Elka i Tomasz już od dłuższego czasu mają się ku sobie. Przyjaciel Elki ma jednak narzeczoną, która jest chorobliwie zazdrosna o Singielkę. Nie da się jednak ukryć, że związek Tomasza wisi na włosku. Sylwia, zaczyna być coraz bardziej zaborcza i podejrzliwa, a Tomasz nie potrafi powiedzieć jej, że czuje się w tym związku jak w złotej klatce.
Relacja między Tomaszem a Sylwią nie jest idealna. Nie są, że się tak wyrażę, połówkami tego samego owocu, to raczej dwa różne owoce, które próbują do siebie pasować trochę na siłę. - powiedział w rozmowie z Telemagazyn.pl, Mateusz Janicki.
To owocowe połączenie sprawdza się dużo lepiej w przypadku relacji Tomasza z Elką. Przyjaciele świetnie się dogadują i uwielbiają ze sobą współpracować. Elka zawsze może liczyć na jego wsparcie i wydaje się, że Singielka powoli uświadamia sobie, że zależy jej na Tomaszu! Czy jest jednak szansa, by chemia między nimi przerodziła się w coś więcej?

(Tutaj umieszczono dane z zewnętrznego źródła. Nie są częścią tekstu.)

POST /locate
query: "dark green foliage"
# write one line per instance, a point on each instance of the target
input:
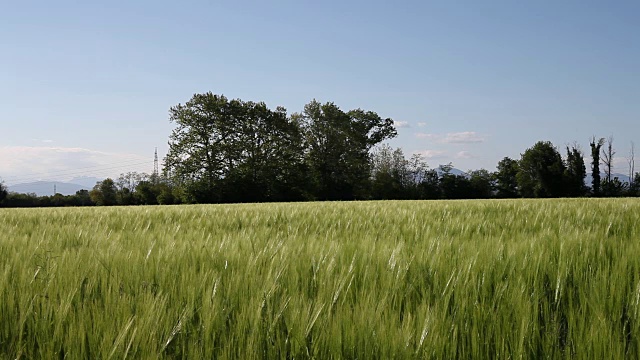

W przypadku tej dwójki wydaje się że "owoc" jest ten sam. Mam nadzieję że prędzej czy później któreś z nich zda sobie z tego sprawę. A czy tak się stanie, widzowie przekonają się w kolejnych odcinkach...Wydaje mi się, że byłoby wielką szkodą, gdyby ta relacja nie przerodziła się w coś więcej. - zdradził nam Mateusz Janicki.